In fact, Duke is one of the first two utilities in the US to ask the federal Nuclear Regulatory Commission to extend one of its 40-year licenses. There are 105 nuclear plants still operating in the US. These churn out some 20 percent of the nation's electricity. Half are due to retire by 2015 as licenses expire.

But even if nuclear-power companies can turn their fortunes around, no one expects any orders in the immediate future. One reason: electricity deregulation. Officials say it will take a few years for the utilities to sort out the rules in the newly competitive game. And in the meantime, electricity companies are avoiding pricey projects, including nuclear power.
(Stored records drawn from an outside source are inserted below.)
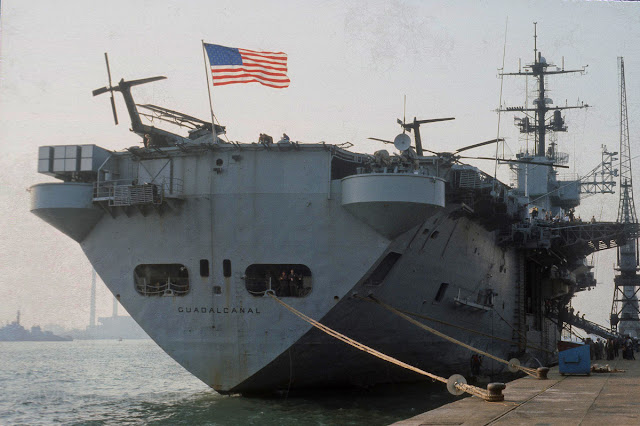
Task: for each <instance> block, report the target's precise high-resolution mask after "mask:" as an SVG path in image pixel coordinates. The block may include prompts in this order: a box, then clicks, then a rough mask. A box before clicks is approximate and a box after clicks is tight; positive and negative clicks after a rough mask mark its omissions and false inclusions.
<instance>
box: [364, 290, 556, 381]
mask: <svg viewBox="0 0 640 426" xmlns="http://www.w3.org/2000/svg"><path fill="white" fill-rule="evenodd" d="M353 297H355V298H358V299H361V300H366V301H370V302H374V303H376V304H378V305H380V306H382V307H383V308H385V309H387V310H388V311H390V312H392V313H394V314H396V315H398V316H399V317H401V318H404V319H405V320H407V321H409V322H410V323H412V324H414V325H417V326H418V327H420V328H422V329H423V330H426V331H428V332H430V333H432V334H435V335H436V336H438V337H441V338H443V339H445V340H447V341H449V342H451V343H455V344H456V345H459V346H462V347H463V348H466V349H469V350H470V351H473V352H476V353H479V354H481V355H484V356H486V357H489V358H491V359H493V360H495V361H498V362H500V363H502V364H506V365H507V366H508V367H509V371H511V372H513V373H515V372H516V371H518V370H520V371H522V372H524V373H526V374H528V375H529V376H531V377H535V378H536V379H541V380H544V379H546V378H547V373H548V371H549V368H548V367H540V368H537V369H534V368H528V367H524V366H522V365H520V361H519V360H518V359H517V358H512V359H510V360H509V361H507V360H505V359H502V358H498V357H497V356H495V355H492V354H490V353H488V352H485V351H483V350H481V349H478V348H474V347H473V346H471V345H467V344H466V343H464V342H461V341H460V340H457V339H454V338H453V337H450V336H447V335H446V334H444V333H442V332H440V331H438V330H436V329H434V328H431V327H429V326H427V325H425V324H422V323H421V322H419V321H416V320H415V319H413V318H411V317H409V316H408V315H406V314H405V313H403V312H401V311H399V310H397V309H396V308H394V307H393V306H390V305H387V304H386V303H384V302H382V301H381V300H378V299H376V298H375V297H373V296H372V295H369V297H368V298H364V297H361V296H358V295H354V296H353Z"/></svg>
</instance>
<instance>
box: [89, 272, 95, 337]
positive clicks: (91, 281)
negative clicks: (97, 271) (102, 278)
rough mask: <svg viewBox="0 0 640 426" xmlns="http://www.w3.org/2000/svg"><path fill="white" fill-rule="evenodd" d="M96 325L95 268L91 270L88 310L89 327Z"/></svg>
mask: <svg viewBox="0 0 640 426" xmlns="http://www.w3.org/2000/svg"><path fill="white" fill-rule="evenodd" d="M95 325H96V270H95V269H92V270H91V309H90V311H89V327H95Z"/></svg>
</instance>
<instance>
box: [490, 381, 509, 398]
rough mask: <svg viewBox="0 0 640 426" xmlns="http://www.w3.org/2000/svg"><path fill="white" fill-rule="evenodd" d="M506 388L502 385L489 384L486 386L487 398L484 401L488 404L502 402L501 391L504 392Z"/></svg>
mask: <svg viewBox="0 0 640 426" xmlns="http://www.w3.org/2000/svg"><path fill="white" fill-rule="evenodd" d="M506 387H507V386H506V385H505V384H504V383H489V384H488V385H487V392H488V395H487V398H486V399H485V401H489V402H498V401H504V395H503V394H502V391H503V390H505V388H506Z"/></svg>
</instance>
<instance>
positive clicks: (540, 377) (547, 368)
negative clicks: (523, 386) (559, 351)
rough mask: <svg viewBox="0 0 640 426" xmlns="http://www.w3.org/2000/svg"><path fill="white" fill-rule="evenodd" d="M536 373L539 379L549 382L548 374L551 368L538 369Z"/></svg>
mask: <svg viewBox="0 0 640 426" xmlns="http://www.w3.org/2000/svg"><path fill="white" fill-rule="evenodd" d="M536 373H537V374H538V379H540V380H547V374H548V373H549V367H538V369H537V370H536Z"/></svg>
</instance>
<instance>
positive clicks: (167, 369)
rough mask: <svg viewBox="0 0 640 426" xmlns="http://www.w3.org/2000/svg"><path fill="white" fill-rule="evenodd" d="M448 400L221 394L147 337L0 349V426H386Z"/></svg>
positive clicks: (354, 396)
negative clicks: (280, 396) (347, 425)
mask: <svg viewBox="0 0 640 426" xmlns="http://www.w3.org/2000/svg"><path fill="white" fill-rule="evenodd" d="M452 400H453V397H451V396H449V395H448V394H447V393H446V391H445V390H444V387H443V385H441V384H439V383H438V384H431V383H429V384H420V385H411V386H386V387H378V388H375V389H373V390H350V391H331V392H329V391H323V392H314V393H305V394H304V395H296V396H294V395H289V396H288V397H285V396H282V397H273V398H245V397H241V396H222V395H220V394H218V393H216V392H215V391H213V390H212V389H210V388H209V387H208V386H206V385H205V384H203V383H202V382H200V381H199V380H198V379H196V378H195V377H193V376H192V375H191V374H189V373H188V372H187V371H186V370H184V369H183V368H182V367H180V366H179V365H178V364H177V363H176V362H174V361H173V360H172V359H171V358H169V356H168V355H166V354H165V353H164V352H163V351H162V350H161V349H160V348H159V347H158V346H156V344H155V343H153V342H152V341H150V340H129V341H127V340H125V341H121V342H117V341H114V340H108V341H99V340H97V341H74V342H0V424H30V425H32V424H50V423H63V424H91V425H102V424H140V423H151V424H167V425H175V424H186V425H192V424H198V425H199V424H203V425H245V424H246V425H258V424H259V425H296V426H300V425H308V424H310V425H331V424H341V425H344V424H353V425H360V424H367V425H375V424H389V423H392V422H394V421H397V420H401V419H405V418H408V417H412V416H414V415H417V414H419V413H421V412H423V411H426V410H428V409H430V408H434V407H437V406H439V405H442V404H445V403H448V402H450V401H452Z"/></svg>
Yet some companies see existing nuclear power plants as great business opportunities. Philadelphia-based Peco Energy Co., in a partnership with British Energy Co., last month bought the undamaged twin of the two nuclear reactors at the Three Mile Island site in central Pennsylvania.

It got a bargain. It put up $23 million for a facility that its owner valued on its books at $600 million, plus $77 million for fuel for the reactor. The partnership is negotiating with other utilities for nuclear plants. And there is also competition for old nuclear plants from New Orleans-based Entergy Corp. and other companies.